2.5.1. Het college heeft in de beslissing op bezwaar geoordeeld dat het bouwplan niet in strijd is met redelijke eisen van welstand. Het college heeft dit oordeel gebaseerd op het advies van de Adviescommissie voor Ruimtelijke Kwaliteit PUWC (hierna: de PUWC) van 15 december 2004. Anders dan appellant betoogt wordt deze commissie als commissie van onafhankelijke deskundigen geacht voldoende in staat te zijn een deskundigenadvies uit te brengen op basis van de bouwtekeningen en de overige bij de bouwaanvraag ingediende gegevens. Nu het advies van 15 december 2004 een zogenoemd stempeladvies is, had het college echter niet mogen volstaan met de enkele verwijzing naar dit advies. Appellant heeft immers in zijn bezwaarschrift dit advies gemotiveerd betwist door aan te voeren dat het bouwplan door de twee bouwlagen de stedenbouwkundige en architectonische structuur van de ter plaatse gerealiseerde woningbouw, te weten twee-onder-één-kap woningen, doorbreekt. Met name met dit laatste aspect (twee-onder-één-kap woningen) is volgens appellant onvoldoende rekening gehouden. Gezien deze gemotiveerde betwisting van het stempeladvies van de PUWC had het op de weg van het college gelegen het bouwplan ter nadere, uitgebreidere, advisering nogmaals aan de PUWC voor te leggen.

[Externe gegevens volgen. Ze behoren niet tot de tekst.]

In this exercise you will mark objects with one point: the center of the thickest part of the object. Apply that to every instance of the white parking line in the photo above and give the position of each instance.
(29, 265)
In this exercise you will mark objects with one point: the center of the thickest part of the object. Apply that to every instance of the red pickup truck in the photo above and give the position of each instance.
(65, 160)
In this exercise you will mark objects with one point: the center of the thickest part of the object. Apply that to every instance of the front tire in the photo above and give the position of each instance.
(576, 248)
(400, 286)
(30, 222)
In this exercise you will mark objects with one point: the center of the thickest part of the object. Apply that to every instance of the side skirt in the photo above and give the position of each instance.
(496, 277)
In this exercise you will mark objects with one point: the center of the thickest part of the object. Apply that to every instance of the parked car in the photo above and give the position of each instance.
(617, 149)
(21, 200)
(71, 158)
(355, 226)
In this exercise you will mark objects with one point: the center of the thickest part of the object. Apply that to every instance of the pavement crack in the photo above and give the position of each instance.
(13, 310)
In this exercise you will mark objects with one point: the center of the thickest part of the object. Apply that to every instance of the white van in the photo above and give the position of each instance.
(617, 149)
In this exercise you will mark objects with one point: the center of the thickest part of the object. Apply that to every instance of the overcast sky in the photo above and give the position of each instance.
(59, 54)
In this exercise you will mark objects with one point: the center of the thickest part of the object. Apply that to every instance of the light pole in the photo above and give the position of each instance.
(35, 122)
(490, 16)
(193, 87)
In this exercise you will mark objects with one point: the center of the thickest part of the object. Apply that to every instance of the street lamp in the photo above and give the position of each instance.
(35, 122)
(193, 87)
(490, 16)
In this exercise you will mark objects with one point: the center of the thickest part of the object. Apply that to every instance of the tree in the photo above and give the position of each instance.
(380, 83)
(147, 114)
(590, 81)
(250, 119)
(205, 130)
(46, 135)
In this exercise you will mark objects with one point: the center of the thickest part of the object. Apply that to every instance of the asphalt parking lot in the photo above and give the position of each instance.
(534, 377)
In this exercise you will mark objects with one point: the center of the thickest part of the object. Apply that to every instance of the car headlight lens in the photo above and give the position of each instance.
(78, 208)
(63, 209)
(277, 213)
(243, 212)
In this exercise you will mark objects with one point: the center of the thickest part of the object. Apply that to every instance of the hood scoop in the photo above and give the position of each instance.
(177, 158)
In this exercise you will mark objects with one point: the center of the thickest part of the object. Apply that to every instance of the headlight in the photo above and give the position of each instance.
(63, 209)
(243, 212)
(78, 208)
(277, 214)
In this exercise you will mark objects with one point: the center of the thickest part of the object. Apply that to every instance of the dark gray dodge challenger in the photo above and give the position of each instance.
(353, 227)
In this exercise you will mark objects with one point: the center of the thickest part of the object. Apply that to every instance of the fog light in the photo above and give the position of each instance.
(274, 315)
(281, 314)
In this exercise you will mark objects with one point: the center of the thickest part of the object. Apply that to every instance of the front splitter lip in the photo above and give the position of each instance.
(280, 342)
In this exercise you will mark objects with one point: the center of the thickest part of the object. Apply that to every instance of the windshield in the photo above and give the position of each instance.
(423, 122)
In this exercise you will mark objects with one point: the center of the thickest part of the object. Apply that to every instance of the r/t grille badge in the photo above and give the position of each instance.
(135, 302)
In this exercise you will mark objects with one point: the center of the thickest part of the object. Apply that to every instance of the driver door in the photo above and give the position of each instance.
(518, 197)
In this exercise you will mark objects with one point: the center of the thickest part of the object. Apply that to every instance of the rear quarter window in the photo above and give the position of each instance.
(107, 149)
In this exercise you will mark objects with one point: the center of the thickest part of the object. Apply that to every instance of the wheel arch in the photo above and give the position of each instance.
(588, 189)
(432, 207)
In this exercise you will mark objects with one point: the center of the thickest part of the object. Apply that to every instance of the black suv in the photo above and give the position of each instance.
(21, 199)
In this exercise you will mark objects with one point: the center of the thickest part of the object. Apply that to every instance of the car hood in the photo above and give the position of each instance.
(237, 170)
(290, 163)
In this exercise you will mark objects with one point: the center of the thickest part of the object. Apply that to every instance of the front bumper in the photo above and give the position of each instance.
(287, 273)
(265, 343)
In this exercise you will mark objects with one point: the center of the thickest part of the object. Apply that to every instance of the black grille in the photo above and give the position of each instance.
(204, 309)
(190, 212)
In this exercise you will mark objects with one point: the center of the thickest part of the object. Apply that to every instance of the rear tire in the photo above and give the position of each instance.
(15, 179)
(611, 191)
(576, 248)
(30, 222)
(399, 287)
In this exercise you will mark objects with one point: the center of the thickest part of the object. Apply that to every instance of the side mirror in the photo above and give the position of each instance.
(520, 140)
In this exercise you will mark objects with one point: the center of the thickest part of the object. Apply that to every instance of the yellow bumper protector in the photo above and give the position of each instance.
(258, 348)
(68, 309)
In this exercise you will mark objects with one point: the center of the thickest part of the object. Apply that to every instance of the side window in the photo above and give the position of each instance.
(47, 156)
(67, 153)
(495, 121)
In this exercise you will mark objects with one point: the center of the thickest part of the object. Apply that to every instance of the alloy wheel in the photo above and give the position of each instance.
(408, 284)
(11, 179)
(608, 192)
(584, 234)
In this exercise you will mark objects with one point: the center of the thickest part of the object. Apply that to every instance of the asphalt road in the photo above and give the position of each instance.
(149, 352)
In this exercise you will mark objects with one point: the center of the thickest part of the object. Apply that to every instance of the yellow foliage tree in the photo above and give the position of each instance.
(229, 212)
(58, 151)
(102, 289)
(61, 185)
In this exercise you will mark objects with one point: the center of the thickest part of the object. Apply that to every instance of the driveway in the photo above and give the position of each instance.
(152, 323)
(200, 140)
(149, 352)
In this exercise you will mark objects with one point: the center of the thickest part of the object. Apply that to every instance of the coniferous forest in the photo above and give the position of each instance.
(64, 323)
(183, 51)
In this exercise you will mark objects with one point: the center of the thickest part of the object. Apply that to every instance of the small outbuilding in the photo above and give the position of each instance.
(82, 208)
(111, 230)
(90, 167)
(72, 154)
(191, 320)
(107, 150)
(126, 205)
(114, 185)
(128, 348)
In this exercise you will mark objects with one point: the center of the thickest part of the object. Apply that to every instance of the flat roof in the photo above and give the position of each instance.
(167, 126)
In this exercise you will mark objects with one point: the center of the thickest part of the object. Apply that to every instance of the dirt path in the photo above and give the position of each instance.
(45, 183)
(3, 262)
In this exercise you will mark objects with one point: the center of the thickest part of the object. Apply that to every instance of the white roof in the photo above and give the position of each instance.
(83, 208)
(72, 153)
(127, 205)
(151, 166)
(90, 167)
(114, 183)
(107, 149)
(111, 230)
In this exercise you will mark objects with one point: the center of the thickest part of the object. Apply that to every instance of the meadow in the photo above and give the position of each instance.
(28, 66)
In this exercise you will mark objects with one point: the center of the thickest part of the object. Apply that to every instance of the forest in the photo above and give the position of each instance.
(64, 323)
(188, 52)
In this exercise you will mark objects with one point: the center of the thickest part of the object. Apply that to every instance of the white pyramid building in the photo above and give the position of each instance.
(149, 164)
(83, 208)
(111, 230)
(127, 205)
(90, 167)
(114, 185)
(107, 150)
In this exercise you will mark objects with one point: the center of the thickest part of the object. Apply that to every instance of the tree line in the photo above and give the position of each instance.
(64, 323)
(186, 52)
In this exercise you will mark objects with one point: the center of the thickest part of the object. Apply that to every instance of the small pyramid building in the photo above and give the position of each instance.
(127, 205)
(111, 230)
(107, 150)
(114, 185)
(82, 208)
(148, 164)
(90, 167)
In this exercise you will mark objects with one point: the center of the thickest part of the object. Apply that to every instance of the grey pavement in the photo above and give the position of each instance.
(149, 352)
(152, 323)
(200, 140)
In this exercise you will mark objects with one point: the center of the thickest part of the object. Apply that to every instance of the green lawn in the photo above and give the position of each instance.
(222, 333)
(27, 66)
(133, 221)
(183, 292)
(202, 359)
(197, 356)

Uit het voorgaande volgt dat de beslissing op bezwaar van 12 april 2005 in strijd met artikel 7:12, eerste lid, van de Awb is genomen. De rechtbank heeft dit niet onderkend.
2.6. Het hoger beroep is gegrond. De aangevallen uitspraak dient te worden vernietigd.
2.7. Het college dient op na te melden wijze in de proceskosten te worden veroordeeld.
De Afdeling bestuursrechtspraak van de Raad van State
Recht doende in naam der Koningin:
I. vernietigt de uitspraak van de rechtbank Utrecht van 6 januari 2006, SBR 05/1383;
II. verklaart het bij de rechtbank ingestelde beroep gegrond;
III. vernietigt het besluit van het college van burgemeester en wethouders van Zeist van 12 april 2005, 8186;
IV. veroordeelt het college tot vergoeding van de bij appellant in verband met de behandeling van het hoger beroep opgekomen proceskosten tot een bedrag van € 22,37 (zegge: tweeëntwintig euro en 37 cent); het dient door de gemeente Zeist aan appellant onder vermelding van het zaaknummer te worden betaald;
V. gelast dat de gemeente Zeist aan appellant het door hem voor de behandeling van het hoger beroep en het beroep betaalde griffierecht ten bedrage van € 345,00 (zegge: driehonderdvijfenveertig euro) vergoedt.
Aldus vastgesteld door mr. C.M. Ligtelijn-van Bilderbeek, Voorzitter, en mr. S.F.M. Wortmann en dr. K.J.M. Mortelmans, Leden, in tegenwoordigheid van mr. A.L.M. Steinebach-de Wit, ambtenaar van Staat.